Kasus Korupsi Rachmat Yasin, KPK Kembali Periksa 5 Saksi

Kasus Korupsi Rachmat Yasin, KPK Kembali Periksa 5 Saksi

Penyidik Komisi Pemberantasan Korupsi (KPK) dijadwalkan melakukan pemeriksaan terhadap 5 orang saksi untuk tersangka Rachmat Yasin (RY). Yang bersangkutan sebelumnya diketahui pernah menjabat Bupati Bogor, Jawa Barat (Jabar) periode masa jabatan 2008 hingga 2014.

Pelaksana Tugas (Plt) Juru Bicara KPK Ali Fikri mengatakan, kelima (5) saksi itu akan diperiksa terkait penyidikan kasus perkara dugaan Tindak Pidana Korupsi (Tipikor) pemotongan uang dan penerimaan suap atau gratifikasi tersangka Rachmat Yasin.

“Penyidik KPK dijadwalkan melakukan pemeriksaan terhadap 5 orang dalam kapasitasnya sebagai saksi untuk tersangka RY (Rachmat Yasin/mantan Bupati Bogor),” kata Ali Fikri kepada wartawan di Jakarta, Selasa (13/10/2020).

Ali menjelaskan 5 orang saksi yang dipanggil adalah Yuyuk Rusmayati Kasubag Keuangan DLLLAJ Kabupaten Bogor, Dudik Rukmayadi Kabid Terminal dan Angkutan Umum Dinas Perhubungan Kabupaten Bogor, Setyanto Susanto Sekretaris DPKBD Kabupaten Bogor, Ade Yaya Manadi mantan Sekretaris DPKBD Kabupaten Bogor dan Aris Mulyanto Sekretaris Satpol PP.

Baca Juga:  Pimpinan KPK Buka Suara Terkait Mobil Dinas

Diberitakan sebelumnya, penyidik KPK telah mengumumkan penetapan Rachmat sebagai tersangka baru sejak 25 Juni 2019. Padahal yang bersangkutan baru saja dinyatakan bebas setelah sempat menjalani hukuman pidana penjara kasus korupsi lainnya.

KPK menduga Rachmat yang saat itu masih menjabat sebagai Bupati Bogor telah meminta, menerima atau memotong uang pembayaran dari beberapa Satuan Kerja Perangkat Daerah (SKPD) Pemerintah Kabupaten (Pemkab) Bogor sebesar Rp 8,93 miliar.

KPK meyakini, uang tersebut diduga digunakan Rachmat sebagai biaya operasional bupati dan kebutuhan kampanye pemilihan kepala daerah dan pemilihan legislatif yang diselenggarakan pada 2013 hingga 2014.

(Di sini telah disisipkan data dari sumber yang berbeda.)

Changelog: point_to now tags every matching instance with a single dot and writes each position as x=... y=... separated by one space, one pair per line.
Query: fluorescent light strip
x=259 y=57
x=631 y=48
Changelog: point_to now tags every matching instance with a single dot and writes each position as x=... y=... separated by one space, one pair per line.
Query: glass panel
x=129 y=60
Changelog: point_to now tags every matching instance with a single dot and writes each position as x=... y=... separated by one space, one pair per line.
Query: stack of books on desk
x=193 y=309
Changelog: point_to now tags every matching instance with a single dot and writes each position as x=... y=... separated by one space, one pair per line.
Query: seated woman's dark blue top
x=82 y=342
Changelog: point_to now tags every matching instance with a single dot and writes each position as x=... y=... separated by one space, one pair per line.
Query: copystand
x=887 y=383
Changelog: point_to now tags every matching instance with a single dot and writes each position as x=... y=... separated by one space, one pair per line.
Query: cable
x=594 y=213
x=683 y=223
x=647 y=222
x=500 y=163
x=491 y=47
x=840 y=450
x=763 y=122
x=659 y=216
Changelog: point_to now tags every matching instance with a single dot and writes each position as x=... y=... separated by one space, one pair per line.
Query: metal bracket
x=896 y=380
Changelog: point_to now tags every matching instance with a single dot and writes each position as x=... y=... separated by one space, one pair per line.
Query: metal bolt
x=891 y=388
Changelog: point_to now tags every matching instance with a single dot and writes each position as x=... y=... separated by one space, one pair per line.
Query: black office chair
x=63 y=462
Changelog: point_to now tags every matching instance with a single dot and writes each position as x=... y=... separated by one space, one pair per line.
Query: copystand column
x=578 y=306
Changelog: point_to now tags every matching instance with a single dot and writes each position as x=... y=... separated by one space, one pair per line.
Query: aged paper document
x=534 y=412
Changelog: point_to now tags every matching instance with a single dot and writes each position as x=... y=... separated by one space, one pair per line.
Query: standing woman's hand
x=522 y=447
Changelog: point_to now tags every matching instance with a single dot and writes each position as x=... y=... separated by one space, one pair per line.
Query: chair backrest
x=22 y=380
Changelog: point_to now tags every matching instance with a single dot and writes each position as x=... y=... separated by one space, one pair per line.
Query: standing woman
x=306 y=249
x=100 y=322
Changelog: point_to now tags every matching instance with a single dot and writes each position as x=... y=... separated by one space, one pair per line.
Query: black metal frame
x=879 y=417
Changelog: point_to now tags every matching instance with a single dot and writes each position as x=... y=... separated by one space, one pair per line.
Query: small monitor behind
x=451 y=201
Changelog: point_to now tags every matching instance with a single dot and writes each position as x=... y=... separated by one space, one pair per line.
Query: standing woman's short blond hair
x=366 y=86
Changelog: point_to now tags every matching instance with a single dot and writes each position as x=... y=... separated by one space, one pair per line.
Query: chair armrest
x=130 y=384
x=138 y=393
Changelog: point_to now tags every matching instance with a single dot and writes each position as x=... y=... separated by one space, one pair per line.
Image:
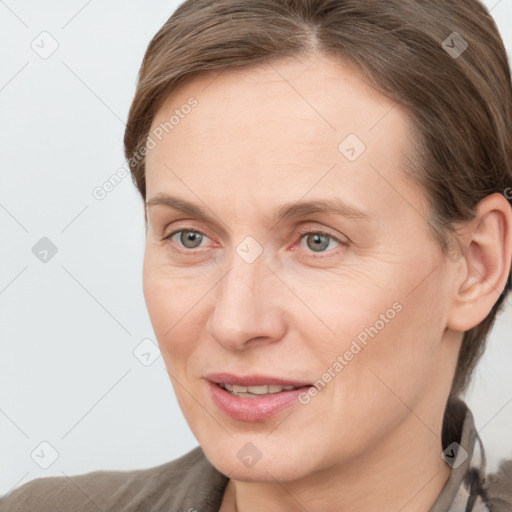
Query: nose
x=248 y=310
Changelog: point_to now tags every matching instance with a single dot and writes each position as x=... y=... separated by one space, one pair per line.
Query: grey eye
x=190 y=239
x=318 y=242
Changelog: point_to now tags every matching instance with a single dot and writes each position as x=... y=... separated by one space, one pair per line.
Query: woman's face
x=268 y=288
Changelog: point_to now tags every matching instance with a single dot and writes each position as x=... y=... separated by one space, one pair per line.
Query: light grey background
x=69 y=326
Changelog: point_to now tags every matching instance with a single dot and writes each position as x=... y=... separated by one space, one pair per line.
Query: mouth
x=255 y=391
x=253 y=398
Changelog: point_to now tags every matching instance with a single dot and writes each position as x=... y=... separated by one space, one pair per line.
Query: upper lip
x=253 y=380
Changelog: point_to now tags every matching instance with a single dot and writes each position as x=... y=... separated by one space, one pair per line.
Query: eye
x=319 y=241
x=189 y=238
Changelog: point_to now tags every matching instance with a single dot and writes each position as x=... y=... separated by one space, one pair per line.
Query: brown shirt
x=191 y=484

KPK menduga Rachmat saat itu telah menerima gratifikasi berupa tanah seluas 20 hektare di Kecamatana Jonggol, Kabupaten Bogor. Selain itu, Rachmat juga menerima gratifikasi berupa sebuah mobil Toyota Alphard Vellfire senilai Rp 825 juta.

Baca Juga:  Kasus RTH Pemkot Bandung, KPK Periksa Kabid Perusahaan Daerah Pasar Kota Bandung

Menurut KPK, dugaan penerimaan gratifiaksi tersebut diduga berhubungan dengan jabatan Rachmat sebagai Bupati Bogor. Perbuatan Rachmat itu juga berlawanan dengan kewajiban atau tugasnya.

Rachmat juga tidak melaporkan penerimaan gratifikasi kepada KPK selambat-lambatnya dalam waktu 30 hari kerja (1 bulan).

Tersangka Rachmat disangkakan telah melanggar Pasal 12 huruf f dan Pasal 12 B Undang Undang Nomor 31 Tahun 1999 sebagaimana telah diubah dengan Undang-Undang Nomor 20 Tahun 2001 tentang Pemberantasan Tindak Pidana Korupsi juncto Pasal 64 ayat (1) KUHP (Kitab Undang-Undang Hukum Pidana).